Media conglomerate Nikkei Inc. has fallen victim to a business email compromise (BEC) scam that fleeced the company out of $29 million.
Nikkei is Japan’s largest financial media organization and lends its name to Japan’s premier stock index, which is the equivalent of the Dow Jones Industrial Average in the U.S. It owns several publications worldwide, including the Financial Times and the Nikkei Asian Review.
The scam stems from a September incident involving an employee of Nikkei America, the U.S. subsidiary of Nikkei. The employee transferred $29 million to a fraudulent bank account, on instructions from BEC scammers purporting to be a Nikkei management executive.
Shortly after the incident, Nikkei America discovered the fraudulent transfer. The company then hired lawyers “to confirm the underlying facts” and filed a damage report with the investigation authorities in the U.S. and Hong Kong.

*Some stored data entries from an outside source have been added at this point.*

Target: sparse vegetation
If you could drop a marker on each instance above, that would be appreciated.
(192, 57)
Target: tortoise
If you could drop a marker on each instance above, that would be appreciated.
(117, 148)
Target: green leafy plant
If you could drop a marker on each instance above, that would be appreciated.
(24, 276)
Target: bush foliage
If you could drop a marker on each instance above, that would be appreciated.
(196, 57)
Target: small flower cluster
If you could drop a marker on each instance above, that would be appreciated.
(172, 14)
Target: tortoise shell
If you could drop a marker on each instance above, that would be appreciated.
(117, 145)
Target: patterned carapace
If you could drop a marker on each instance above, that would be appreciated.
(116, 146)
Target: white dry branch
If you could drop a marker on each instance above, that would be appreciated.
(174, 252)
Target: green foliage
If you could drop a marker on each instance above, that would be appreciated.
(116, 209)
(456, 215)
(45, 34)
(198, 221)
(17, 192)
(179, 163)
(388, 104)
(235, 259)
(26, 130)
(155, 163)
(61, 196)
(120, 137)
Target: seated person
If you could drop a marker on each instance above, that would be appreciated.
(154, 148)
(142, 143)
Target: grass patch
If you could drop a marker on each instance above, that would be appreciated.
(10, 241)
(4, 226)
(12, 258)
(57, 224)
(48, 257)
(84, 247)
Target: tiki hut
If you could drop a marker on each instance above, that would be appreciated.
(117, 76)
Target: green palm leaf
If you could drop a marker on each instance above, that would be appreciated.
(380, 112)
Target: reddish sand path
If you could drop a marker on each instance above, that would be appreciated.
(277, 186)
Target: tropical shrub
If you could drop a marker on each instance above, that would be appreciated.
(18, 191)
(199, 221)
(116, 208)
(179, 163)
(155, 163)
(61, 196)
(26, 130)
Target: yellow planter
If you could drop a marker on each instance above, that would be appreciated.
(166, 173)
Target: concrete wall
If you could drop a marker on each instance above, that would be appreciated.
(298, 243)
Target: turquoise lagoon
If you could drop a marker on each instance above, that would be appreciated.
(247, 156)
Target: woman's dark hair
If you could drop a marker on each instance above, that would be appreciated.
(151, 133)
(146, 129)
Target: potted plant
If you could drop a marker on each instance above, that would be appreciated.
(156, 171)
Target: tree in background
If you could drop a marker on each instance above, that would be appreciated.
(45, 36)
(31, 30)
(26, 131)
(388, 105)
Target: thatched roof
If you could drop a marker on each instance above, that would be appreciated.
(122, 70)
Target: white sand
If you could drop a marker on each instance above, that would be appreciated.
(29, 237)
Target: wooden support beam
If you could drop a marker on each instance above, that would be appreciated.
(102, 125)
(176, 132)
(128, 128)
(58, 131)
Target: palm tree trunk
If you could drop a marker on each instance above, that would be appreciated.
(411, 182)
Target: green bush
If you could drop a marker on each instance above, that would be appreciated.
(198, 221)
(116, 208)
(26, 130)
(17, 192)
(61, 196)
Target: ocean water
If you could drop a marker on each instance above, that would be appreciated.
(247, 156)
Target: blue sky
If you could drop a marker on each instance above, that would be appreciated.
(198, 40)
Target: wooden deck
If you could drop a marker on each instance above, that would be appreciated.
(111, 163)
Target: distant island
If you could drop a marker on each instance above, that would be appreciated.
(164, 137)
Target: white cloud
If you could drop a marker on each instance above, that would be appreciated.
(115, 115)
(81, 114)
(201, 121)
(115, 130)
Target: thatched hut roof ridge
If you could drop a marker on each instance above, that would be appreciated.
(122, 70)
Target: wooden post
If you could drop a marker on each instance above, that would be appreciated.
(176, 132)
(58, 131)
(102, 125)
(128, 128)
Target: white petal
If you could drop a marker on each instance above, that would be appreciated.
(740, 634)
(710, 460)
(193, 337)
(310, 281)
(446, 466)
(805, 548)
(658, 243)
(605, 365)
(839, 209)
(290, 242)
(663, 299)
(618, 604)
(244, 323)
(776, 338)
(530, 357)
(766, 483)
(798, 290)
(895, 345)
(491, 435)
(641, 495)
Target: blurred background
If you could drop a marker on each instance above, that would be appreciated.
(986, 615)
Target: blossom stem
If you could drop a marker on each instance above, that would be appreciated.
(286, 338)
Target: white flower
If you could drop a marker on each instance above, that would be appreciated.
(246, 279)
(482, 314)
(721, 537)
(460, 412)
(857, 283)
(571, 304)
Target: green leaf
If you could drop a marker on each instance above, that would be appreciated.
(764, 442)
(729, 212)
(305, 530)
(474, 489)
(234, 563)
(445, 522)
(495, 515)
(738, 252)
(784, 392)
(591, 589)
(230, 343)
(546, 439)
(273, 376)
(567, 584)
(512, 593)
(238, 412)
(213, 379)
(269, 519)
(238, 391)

“Currently, we are taking immediate measures to preserve and recover the funds that have been transferred, and taking measures to fully cooperate with the investigations,” according to a press release on the matter last week. “We are investigating and verifying the details of the facts and causes of this incident.”
Threatpost has reached out to Nikkei America for further details.
Information is currently scant due to maintaining “the confidentiality of the investigation by relevant authorities,” but experts told Threatpost that the incident appears to have tell-tale signs that it is a form of BEC called vendor email compromise (VEC), where a third party is compromised and their account is then used for the attack.
“This type of attack (VEC) has been on the rise among BEC actors and is extremely difficult to detect,” Ronnie Tokazowski, senior threat researcher with Agari, told Threatpost. “In many cases that we’ve observed, actors will compromise the inboxes of third-party accounts for vendors via credential phishing, and once they have the credentials, will attempt to log into the account.”
Tokazowski said that if the attackers are successful in first compromising the vendor, they then typically go down one of two paths.
The first attack path involves setting up an email-forwarding rule on the vendor’s email so that the attacker can watch the emails as they come through, looking for opportunities to send an updated invoice with new banking information linked to an account under control by the malign actor. In the second type of VEC attack, attackers send the “updated invoice” from the compromised account rather than their own, making it appear 100 percent legitimate to the recipient.
“With the actors being able to see the email chain, communications, having known subject lines and informal communication with the intended victim, it’s becoming extremely difficult for end users to detect these attacks on their own,” Tokazowski told Threatpost. “Traditionally, we have told users to look for email accounts that they aren’t used to seeing, but how do you communicate that with a user who works with the vendor day in, day out, helping fulfill invoices?”
In fact, BEC scams are squeezing more money than ever out of victims, with losses from the attacks almost doubling year-over-year in 2018 to reach $1.2 billion, according to the FBI’s annual Internet Crime Report (IC3) released in April.
That’s because BEC groups continue to become more sophisticated, with recently uncovered groups like Silent Starling, Scattered Canary, London Blue and Scarlet Widow switching up their tactics to siphon millions from businesses.
“One of the first protections third-party vendors need to do is enable [two-factor authentication] on accounts, as if passwords do get leaked or brute-forced in credential-stuffing attacks, they still need another piece of information to gain access to the email account,” Tokazowski told Threatpost. “Secondly, make sure email-forward rules are not set up accounts and if they are, verify with the user to make sure they were intended. Third, make sure the X-Originating-IP address and other headers match the infrastructure that’s known for sending the emails.”